LACONIA — City Manager Scott Myers said yesterday that a bill that would exempt recreational vehicles from property taxation could cost the city approximately $200,000 in annual property tax revenue.
Senate Bill 333, sponsored by Senator Jeanie Forrester (R-Meredith), exempts recreational vehicles that do not remain in any one town, city or incorporated place for more than 45 days, unless they are stored or placed on a rented campsite, from property taxation. The statutory definition of a recreational vehicle includes motor homes, vans, pickup campers and tent trailers as well as recreational trailers of 400-square-feet or less. The bill stipulates that recreational vehicles shall be deemed personal, not real, property and not liable to property taxation.
Myers estimated that as many as 400 properties in the city with an aggregate value of about $10 million would be exempted from property taxation if the bill succeeds. The bill carried the Senate by a unanimous vote of 24 to 0, but has not yet been introduced in the House of Representatives. Myers said that he intended "to put our local representatives on notice that this is a concern."
The issue arose from a court decision in 1999, which was reaffirmed in 2002, the New Hampshire Department of Revenue Administration began advising cities and towns to tax recreational vehicles as real property. The result was what Forrester called a "crazy quilt" as recreational vehicles parked at campgrounds were treated differently by different municipal assessors. Some are taxed as real property while others are not. Some municipalities bill the owners of the recreational vehicles while others bill the owners of the campgrounds.

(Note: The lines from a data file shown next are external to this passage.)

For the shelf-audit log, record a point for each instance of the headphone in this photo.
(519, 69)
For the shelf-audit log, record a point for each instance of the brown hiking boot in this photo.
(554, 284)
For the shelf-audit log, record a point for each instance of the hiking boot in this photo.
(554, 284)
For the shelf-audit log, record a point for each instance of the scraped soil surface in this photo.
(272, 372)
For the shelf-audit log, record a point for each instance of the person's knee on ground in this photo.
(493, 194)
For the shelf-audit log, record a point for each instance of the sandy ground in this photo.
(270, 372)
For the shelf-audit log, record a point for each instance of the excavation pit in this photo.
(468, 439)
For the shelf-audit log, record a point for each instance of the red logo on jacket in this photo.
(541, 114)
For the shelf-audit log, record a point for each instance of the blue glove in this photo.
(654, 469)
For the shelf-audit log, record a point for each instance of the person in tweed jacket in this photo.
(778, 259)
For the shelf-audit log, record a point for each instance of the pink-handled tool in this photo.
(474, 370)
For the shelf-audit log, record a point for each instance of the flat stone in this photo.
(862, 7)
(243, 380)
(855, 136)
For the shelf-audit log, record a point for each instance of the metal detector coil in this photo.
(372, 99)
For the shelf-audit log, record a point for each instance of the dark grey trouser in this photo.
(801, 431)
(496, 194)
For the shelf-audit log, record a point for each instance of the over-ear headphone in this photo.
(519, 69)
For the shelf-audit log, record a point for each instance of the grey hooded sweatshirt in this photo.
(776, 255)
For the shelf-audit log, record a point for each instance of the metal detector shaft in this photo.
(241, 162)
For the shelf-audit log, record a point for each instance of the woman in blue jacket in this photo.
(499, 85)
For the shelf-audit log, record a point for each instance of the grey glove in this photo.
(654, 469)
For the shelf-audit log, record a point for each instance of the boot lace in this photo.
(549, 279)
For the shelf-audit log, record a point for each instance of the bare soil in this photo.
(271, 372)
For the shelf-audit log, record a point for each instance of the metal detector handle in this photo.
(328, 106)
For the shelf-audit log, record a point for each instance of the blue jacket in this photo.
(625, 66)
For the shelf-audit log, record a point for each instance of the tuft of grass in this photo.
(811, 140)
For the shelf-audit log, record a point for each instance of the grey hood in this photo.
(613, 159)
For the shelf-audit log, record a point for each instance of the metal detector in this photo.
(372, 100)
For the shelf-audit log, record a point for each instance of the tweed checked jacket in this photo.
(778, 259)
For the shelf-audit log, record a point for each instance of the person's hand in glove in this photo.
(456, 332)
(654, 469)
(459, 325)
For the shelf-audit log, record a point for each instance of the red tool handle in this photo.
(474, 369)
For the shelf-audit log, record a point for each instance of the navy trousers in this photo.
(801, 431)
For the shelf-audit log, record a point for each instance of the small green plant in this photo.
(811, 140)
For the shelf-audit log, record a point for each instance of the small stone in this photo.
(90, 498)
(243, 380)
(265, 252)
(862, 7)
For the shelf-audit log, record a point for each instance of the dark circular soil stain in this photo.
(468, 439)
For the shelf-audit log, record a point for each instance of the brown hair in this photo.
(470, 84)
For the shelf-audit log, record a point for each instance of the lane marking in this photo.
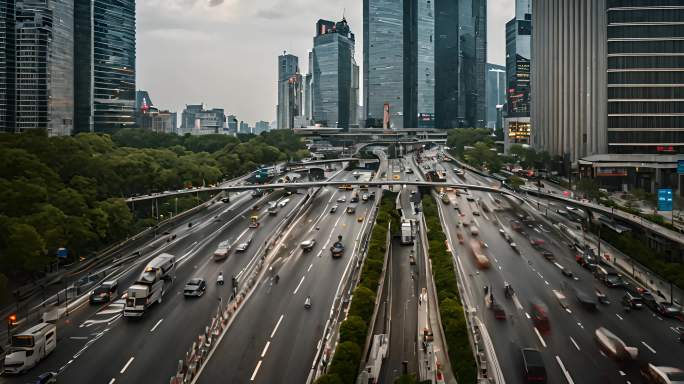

In a prepared statement issued after the vote in the Senate, Forrester said that "the inconsistent application of our tax code causes confusion for businesses across our state, and the patchwork of laws that have applied to campground owners in recent years has been among the worst. By clarifying the legislature's intent on these laws," she continued, "it is my hope that the owners of the state's 117 private campgrounds will have the stability and clarity they need to operate their businesses without undue burdens from state government.